Yes, Mark uses effects occasionally. For example, he uses an Ernie Ball Volume Pedal on “Brothers in Arms,” on those fills where the guitar sounds almost like a cello or violin. He also used a CryBaby Wah pedal on “Money for Nothing” to achieve the unique sounds heard in the main riff.

Mark Knopfler’s 1961 Fender Stratocaster

Mark bought this Stratocaster and it was purchased sometime before Dire Strait’s first album released in 1978. It was Mark‘s first Fender Stratocaster, and the one he still loves and plays today.

Sultans of swing guitar

According to Mark, this guitar was used for Dire Strait’s entire debut album, which included the mega-hit Sultans of Swing. This is important to point out because online sources vary as to which specific Stratocaster was for Sultans, whether it was this one or the ’62 maple Stratocaster. But it seems from the way Mark talks about this guitar and the way he presented it in the documentary Guitar Stories, there is no doubt that it was the 1961 Rosewood Stratocaster.

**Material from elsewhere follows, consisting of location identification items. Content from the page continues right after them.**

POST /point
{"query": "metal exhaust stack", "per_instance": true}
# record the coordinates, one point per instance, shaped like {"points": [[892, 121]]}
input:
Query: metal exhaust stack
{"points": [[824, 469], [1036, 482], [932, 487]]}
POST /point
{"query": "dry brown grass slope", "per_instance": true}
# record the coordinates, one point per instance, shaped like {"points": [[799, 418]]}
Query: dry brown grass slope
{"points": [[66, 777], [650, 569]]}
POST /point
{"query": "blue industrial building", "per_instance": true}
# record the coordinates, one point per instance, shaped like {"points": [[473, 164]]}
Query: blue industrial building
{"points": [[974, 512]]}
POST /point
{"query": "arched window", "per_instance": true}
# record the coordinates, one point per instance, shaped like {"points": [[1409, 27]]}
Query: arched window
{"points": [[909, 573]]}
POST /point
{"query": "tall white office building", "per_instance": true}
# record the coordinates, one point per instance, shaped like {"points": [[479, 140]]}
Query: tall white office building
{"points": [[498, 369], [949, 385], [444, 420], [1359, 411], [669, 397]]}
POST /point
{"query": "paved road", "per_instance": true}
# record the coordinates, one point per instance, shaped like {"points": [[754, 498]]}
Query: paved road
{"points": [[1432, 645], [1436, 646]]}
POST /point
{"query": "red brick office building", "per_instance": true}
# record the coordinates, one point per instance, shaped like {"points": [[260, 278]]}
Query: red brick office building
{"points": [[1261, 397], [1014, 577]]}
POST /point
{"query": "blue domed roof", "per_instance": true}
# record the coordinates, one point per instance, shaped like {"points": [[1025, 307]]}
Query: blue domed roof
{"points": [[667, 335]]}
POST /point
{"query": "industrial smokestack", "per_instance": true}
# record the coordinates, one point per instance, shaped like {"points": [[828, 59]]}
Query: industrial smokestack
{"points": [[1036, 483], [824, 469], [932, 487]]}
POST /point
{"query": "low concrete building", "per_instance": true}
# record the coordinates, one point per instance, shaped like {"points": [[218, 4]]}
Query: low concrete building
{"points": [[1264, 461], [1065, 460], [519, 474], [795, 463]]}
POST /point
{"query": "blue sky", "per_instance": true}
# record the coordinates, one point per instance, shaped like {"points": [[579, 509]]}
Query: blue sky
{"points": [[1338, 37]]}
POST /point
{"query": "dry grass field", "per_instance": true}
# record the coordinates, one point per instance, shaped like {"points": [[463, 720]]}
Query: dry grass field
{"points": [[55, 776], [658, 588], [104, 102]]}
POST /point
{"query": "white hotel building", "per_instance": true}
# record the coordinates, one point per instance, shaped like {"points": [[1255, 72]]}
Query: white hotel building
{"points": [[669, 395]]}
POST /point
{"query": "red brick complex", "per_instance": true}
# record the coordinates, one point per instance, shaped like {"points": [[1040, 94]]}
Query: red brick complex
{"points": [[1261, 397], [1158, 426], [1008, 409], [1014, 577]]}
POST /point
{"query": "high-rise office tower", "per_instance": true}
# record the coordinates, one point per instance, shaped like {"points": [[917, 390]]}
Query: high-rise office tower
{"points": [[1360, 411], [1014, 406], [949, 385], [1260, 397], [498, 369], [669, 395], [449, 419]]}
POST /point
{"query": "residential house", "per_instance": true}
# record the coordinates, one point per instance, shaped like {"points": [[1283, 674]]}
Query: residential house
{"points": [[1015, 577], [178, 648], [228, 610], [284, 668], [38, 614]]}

When Mark purchased the guitar, the original body paint was reduced to bare wood by the previous owner. Using his dream guitar as inspiration, which was Hank Marvin’s red Stratocaster, Mark took his guitar to his friend Steve Phillips and had it painted red.

Over the years, the finish began to crack, and around the late 1980s clear white lines were visible all over the body. However, it is interesting that these do not appear in the Guitar Stories documentary, which means that he made some adjustments at the end, or that there is more to this story.

Usage, Mod

As already pointed out, in particular, Mark used this guitar on Dire Strait’s debut album. After the album’s release, he continued to use the Stratocaster as a touring guitar, but not as much as the maple fretboard Stratocaster.

At some point in the late 1970s, Mark had the guitar modified: he installed a DiMarzio FS-1 pickup in the neck and replaced the volume knob with a black one. If you want to learn more, please refer to MK-Guitar – The DiMarzio FS-1 pickup on Mark Knopfler’s red Stratocaster.

Mark Knopfler’s 1937 National Style “O”

Mark purchased this guitar in 1978 from Steve Phillips, whom he met in 1969 while working as a journalist for The Yorkshire Evening Post. Eventually, the two became close and began playing together in local pubs under the stage name “The Duolian String Pickers.”

The guitar is best known for appearing on the cover of the 1982 album by Dire Strait Brothers in Arms. In particular, he used it in the studio recording of “Telegraph Road” from the 1982 album Love over Gold and in “Romeo and Juliet” from the 1980 album Making Movies.

As can be seen in the photo above, Mark adapted this guitar with an LR Baggs transducer.